Glucuronosyltransferase Edit Wikipedia article

Glucuronosyltransferase
Identifiers
EC number 2.4.1.17
CAS number 9030-08-4
Databases
IntEnz IntEnz view
BRENDA BRENDA entry
ExPASy NiceZyme view
KEGG KEGG entry
MetaCyc metabolic pathway
PRIAM profile
PDB structures RCSB PDB PDBe PDBsum
Gene Ontology AmiGO / EGO
UDP-glucuronosyl and UDP-glucosyl transferase
PDB 1rrv EBI.jpg
Structure of TDP-vancosaminyltransferase GtfD as a complex with TDP and the natural substrate, desvancosaminyl vancomycin.[1]
Identifiers
Symbol UDPGT
Pfam PF00201
InterPro IPR002213
PROSITE PDOC00359
SCOP 1rrv
SUPERFAMILY 1rrv

Uridine 5'-diphospho-glucuronosyltransferase (UDP-glucuronosyltransferase, UGT) is a glycosyltransferase (EC 2.4.1.17) that catalyzes the transfer of the glucuronic acid component of UDP-glucuronic acid to a small hydrophobic molecule. This is a glucuronidation reaction.[2]

Alternative names:

  • glucuronyltransferase
  • UDP-glucuronyl transferase
  • UDP-GT

Function[edit]

Glucuronosyltransferases are responsible for the process of glucuronidation, a major part of phase II metabolism.
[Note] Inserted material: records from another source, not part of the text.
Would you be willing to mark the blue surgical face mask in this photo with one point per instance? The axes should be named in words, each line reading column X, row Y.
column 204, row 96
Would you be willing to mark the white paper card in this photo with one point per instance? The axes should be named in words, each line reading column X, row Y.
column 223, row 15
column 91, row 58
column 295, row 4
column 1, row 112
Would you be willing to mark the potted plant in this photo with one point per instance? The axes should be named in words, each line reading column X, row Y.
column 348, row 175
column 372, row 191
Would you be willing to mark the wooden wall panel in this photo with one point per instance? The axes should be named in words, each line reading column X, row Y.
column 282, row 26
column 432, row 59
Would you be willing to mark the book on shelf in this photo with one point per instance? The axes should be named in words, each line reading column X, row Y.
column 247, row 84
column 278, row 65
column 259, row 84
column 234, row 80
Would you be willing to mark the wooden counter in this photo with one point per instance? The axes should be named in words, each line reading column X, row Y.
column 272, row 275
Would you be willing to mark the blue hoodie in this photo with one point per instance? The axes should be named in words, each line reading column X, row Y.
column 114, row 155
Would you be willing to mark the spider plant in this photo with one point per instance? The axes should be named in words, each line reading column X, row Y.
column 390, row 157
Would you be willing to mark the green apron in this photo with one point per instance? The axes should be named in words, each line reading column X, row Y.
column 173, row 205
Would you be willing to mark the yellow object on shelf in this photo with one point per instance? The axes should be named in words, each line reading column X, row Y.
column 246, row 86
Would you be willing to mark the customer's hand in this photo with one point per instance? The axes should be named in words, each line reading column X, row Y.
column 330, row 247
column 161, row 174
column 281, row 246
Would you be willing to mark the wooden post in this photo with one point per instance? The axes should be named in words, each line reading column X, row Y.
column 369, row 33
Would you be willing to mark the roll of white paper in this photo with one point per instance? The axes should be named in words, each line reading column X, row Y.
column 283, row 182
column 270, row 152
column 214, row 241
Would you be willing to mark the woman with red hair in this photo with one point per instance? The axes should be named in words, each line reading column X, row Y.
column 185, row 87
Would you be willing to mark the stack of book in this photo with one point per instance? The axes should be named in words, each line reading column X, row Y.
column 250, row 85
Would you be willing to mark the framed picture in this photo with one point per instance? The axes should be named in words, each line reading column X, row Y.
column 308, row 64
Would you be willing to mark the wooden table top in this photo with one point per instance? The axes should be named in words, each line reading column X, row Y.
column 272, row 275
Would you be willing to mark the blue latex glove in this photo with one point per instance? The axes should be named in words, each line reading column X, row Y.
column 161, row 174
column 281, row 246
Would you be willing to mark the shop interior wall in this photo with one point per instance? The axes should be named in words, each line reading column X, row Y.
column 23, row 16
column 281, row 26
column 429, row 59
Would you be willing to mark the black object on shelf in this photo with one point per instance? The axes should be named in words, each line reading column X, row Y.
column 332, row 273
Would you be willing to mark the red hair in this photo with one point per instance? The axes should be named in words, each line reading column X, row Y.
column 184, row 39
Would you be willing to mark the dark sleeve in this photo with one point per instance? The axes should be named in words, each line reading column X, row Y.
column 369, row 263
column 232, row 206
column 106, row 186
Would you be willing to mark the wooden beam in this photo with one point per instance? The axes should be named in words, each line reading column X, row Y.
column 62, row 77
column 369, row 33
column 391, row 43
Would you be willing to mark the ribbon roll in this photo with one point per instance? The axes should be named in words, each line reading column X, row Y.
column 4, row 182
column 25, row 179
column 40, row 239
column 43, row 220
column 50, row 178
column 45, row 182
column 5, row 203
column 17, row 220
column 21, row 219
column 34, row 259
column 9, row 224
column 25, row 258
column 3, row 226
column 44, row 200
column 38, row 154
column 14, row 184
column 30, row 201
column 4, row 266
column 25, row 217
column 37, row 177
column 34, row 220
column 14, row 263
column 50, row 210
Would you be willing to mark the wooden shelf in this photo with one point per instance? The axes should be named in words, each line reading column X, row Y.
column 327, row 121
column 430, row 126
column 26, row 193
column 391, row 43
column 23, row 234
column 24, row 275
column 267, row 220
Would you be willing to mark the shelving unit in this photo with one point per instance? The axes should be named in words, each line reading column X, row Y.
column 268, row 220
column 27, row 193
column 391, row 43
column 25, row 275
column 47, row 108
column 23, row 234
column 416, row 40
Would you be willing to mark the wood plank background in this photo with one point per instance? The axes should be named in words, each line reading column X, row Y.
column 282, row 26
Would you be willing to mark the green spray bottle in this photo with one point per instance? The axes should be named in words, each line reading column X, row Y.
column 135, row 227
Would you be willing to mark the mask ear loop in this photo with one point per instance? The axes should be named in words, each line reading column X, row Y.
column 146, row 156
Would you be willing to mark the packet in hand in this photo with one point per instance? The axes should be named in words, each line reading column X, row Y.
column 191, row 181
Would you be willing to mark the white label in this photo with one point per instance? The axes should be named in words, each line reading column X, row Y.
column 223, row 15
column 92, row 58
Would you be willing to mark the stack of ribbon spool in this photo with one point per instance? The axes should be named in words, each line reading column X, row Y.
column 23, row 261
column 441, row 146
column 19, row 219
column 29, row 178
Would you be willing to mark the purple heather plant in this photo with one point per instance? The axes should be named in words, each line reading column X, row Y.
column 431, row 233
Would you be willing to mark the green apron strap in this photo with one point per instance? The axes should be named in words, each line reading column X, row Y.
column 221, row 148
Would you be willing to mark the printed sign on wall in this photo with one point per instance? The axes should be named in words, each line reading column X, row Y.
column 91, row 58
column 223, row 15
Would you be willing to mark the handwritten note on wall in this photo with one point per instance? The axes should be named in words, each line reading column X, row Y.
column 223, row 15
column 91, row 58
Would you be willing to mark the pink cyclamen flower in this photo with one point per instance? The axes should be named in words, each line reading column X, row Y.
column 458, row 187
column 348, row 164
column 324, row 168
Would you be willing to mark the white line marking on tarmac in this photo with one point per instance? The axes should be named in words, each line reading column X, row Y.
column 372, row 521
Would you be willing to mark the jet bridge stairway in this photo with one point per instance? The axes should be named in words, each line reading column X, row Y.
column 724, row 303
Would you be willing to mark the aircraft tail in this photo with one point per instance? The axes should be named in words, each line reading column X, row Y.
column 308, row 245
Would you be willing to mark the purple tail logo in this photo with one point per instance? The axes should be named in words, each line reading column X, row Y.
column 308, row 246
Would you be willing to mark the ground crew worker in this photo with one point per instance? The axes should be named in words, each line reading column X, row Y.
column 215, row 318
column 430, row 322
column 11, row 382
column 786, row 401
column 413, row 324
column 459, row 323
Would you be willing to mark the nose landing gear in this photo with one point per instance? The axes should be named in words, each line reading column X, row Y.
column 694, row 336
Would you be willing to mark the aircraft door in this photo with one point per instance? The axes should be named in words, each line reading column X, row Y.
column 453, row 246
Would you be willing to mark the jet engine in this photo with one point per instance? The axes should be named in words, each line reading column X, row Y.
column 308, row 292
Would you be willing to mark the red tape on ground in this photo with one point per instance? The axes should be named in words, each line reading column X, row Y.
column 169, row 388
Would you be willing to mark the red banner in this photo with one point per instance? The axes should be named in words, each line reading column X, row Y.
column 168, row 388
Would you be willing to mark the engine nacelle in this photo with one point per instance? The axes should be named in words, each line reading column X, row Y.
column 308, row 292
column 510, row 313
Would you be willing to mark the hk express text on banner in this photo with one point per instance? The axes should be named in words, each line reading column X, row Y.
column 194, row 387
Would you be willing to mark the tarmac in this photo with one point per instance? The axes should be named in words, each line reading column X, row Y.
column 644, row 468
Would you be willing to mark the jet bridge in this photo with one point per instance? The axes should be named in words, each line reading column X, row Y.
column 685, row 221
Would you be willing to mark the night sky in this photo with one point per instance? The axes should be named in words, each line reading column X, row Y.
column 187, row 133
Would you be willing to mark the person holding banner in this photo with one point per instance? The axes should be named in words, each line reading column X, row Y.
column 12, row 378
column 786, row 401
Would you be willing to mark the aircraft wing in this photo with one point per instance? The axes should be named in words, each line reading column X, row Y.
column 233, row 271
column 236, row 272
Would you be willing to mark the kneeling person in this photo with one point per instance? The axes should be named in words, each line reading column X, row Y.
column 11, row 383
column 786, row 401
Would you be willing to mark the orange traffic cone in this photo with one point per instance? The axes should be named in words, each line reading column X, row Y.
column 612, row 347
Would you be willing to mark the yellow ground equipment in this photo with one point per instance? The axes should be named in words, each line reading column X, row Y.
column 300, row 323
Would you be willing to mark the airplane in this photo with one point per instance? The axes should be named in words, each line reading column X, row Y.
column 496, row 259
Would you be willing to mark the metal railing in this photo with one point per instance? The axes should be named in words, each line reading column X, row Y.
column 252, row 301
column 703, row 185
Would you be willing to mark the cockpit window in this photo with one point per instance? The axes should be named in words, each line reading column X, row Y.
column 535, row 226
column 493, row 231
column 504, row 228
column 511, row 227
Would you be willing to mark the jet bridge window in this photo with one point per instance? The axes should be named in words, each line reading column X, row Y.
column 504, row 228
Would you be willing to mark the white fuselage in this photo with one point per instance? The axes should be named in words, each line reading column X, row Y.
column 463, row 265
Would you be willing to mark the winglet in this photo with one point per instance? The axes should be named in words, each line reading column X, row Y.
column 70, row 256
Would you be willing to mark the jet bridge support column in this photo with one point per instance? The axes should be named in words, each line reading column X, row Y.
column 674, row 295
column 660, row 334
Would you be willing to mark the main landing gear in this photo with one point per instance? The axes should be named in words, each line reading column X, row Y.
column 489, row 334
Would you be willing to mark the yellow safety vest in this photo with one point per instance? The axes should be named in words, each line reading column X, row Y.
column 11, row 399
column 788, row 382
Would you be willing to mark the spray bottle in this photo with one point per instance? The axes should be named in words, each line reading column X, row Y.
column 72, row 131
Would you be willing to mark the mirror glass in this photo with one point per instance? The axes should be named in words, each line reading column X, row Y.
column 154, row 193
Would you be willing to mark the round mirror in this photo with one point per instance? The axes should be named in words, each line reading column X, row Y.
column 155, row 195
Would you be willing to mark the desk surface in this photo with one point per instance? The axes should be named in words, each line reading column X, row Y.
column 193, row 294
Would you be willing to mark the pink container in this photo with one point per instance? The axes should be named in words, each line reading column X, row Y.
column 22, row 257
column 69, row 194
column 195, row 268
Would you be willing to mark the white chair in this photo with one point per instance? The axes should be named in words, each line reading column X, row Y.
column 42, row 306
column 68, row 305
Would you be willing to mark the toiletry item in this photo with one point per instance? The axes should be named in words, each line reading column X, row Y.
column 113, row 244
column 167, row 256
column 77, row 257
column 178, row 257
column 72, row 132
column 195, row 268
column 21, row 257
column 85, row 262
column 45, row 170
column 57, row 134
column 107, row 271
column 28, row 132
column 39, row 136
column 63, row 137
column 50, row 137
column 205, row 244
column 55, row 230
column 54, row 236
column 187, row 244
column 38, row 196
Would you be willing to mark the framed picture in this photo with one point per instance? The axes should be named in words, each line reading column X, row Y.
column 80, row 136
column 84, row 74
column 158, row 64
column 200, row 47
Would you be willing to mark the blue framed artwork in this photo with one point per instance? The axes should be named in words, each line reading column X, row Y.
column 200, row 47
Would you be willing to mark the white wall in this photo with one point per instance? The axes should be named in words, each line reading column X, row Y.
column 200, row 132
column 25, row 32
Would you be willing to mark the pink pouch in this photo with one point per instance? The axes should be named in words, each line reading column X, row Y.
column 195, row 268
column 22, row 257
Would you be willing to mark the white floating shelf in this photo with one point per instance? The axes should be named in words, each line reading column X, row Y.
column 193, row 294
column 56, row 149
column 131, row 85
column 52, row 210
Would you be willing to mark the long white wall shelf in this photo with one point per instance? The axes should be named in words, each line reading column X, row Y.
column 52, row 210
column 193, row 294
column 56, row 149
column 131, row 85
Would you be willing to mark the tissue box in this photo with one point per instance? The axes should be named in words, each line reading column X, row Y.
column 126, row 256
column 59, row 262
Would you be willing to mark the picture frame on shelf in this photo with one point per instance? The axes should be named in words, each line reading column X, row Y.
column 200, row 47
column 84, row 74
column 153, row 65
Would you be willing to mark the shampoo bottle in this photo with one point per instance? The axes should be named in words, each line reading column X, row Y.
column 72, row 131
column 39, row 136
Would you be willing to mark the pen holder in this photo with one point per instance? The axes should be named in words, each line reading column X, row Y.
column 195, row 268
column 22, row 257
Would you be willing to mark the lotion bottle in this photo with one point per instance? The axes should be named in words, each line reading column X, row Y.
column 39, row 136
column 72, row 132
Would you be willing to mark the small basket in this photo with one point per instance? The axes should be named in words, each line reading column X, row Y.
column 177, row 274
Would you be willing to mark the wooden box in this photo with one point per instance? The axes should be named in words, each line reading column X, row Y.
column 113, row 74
Arguably the most important of the Phase II (conjugative) enzymes, UGTs have been the subject of increasing scientific inquiry since the mid-to-late 1990s.

The reaction catalyzed by the UGT enzyme involves the addition of a glucuronic acid moiety to xenobiotics and is the most important pathway for the human body's elimination of the top 200 drugs. It is also the major pathway for foreign chemical (dietary, environmental, pharmaceutical) removal for most drugs, dietary substances, toxins and endogenous substances. UGT is present in humans, other animals, plants, and bacteria. Famously, UGT enzymes are not present in the genus Felis,[3] and this accounts for a number of unusual toxicities in the cat family.

The glucuronidation reaction consists of the transfer of the glucuronosyl group from uridine 5'-diphospho-glucuronic acid (UDPGA) to substrate molecules that contain oxygen, nitrogen, sulfur or carboxyl functional groups.[4] The resulting glucuronide is more polar (e.g. hydrophilic) and more easily excreted than the substrate molecule. The product solubility in blood is increased allowing it to be eliminated from the body by the kidneys.

Diseases[edit]

A deficiency in the bilirubin specific form of glucuronosyltransferase is thought to be the cause of Gilbert's syndrome, which is characterized by unconjugated hyperbilirubinemia.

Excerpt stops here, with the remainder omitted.